Take Back Your Remote Control: Control Your Response to Emotional Triggers
There are hundreds of times a day when you are not the one in control of a situation. It may happen when you get angry because someone cuts you off in traffic. Perhaps you are at work and a coworker says something to make you feel insecure. Maybe you are a parent and your kids just will not follow through with simple tasks. These are examples of people pushing your buttons and setting off your triggers. It’s like they are sitting on the couch with you holding a remote control to your emotions and pressing play or fast forward. You feel you have no control.
We all have triggers. It is learning what triggers us and how to stop our negative response that truly helps us in life. Here is a great exercise. You know that there is one thing that no matter what, you are guaranteed to respond to in a negative way. Write it down. Get to know it. When was the last time this happened? What was happening in your life? Can you remember other times when you were triggered by this? Was the situation different from this most recent incident? Write it all down. You will begin to see a pattern. This helps you get control of your remote.
As you look at these times and events, look at how it made you feel. Did you get angry and lash out? Did you get quiet and internalize your anger? Did you feel hurt? How we feel when triggered helps us change our reactions the next time we see this scenario occur.
Here are three situations. Make a note as to who it is that has your remote control and how the situation makes you feel:
- You are driving down the road at about 55mph and someone cuts right in front of you. You have to swerve to keep them from hitting you.
- Your alarm does not go off. You wake up late worried about being late to work.
- You come home and your favorite pet is there at the door waiting for you.
We go through life thinking other people and events are in charge of our emotional remote control. Yet, we have a pause button and a stop button. We can push them at any time to take back control from our triggers.
Once you start to realize what your emotional triggers are, you can begin to take control of situations in the present and stop your negative reactions to these triggers. When you feel your buttons are being pushed by someone or something else, reach for that remote and press Pause or Stop. Place your hand on your heart and focus into your heart. Take a moment before you react. Take a deep breath in through the nose and out the mouth. This is pushing the love button which is a new button on your remote control. Now you can take control rather than allow your triggers to be in charge.
Remember some of the earlier scenarios?
- You are driving down the road at about 55mph and someone cuts right in front of you, you have to swerve to keep them from hitting you. You place your hand on your heart and focus on the feeling of your heart. You take a deep breath in through the nose and out the mouth. You say a quiet prayer that the other driver will be more careful before they hurt someone.
- Your alarm does not go off and you wake up late you begin to feel anxious, worrying you will be late for work, again. You place your hand on your heart and take a deep breath in through the nose and out the mouth.
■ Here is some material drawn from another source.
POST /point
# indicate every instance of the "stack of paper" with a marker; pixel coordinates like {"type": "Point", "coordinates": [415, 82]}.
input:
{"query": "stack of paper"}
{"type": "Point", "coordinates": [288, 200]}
You affirm that the day is going to get better and choose to stay positive. You are only a minute late and no one even notices.
- You come home and your favorite pet is there at the door waiting for you. You put your hand on your heart and send love and gratitude to your loyal friend. You take several breaths in the nose and out the mouth and enjoy the peace.
I hope you now get the idea of how you can use your own emotional remote control and take control of your response to emotional triggers. Here are the easy steps:
- Press Pause or Stop – This creates a holding pattern and allows you to evaluate the incident.
- Press the love button – Focus on your heart.
- Breathe consciously.
- React from love, not your trigger.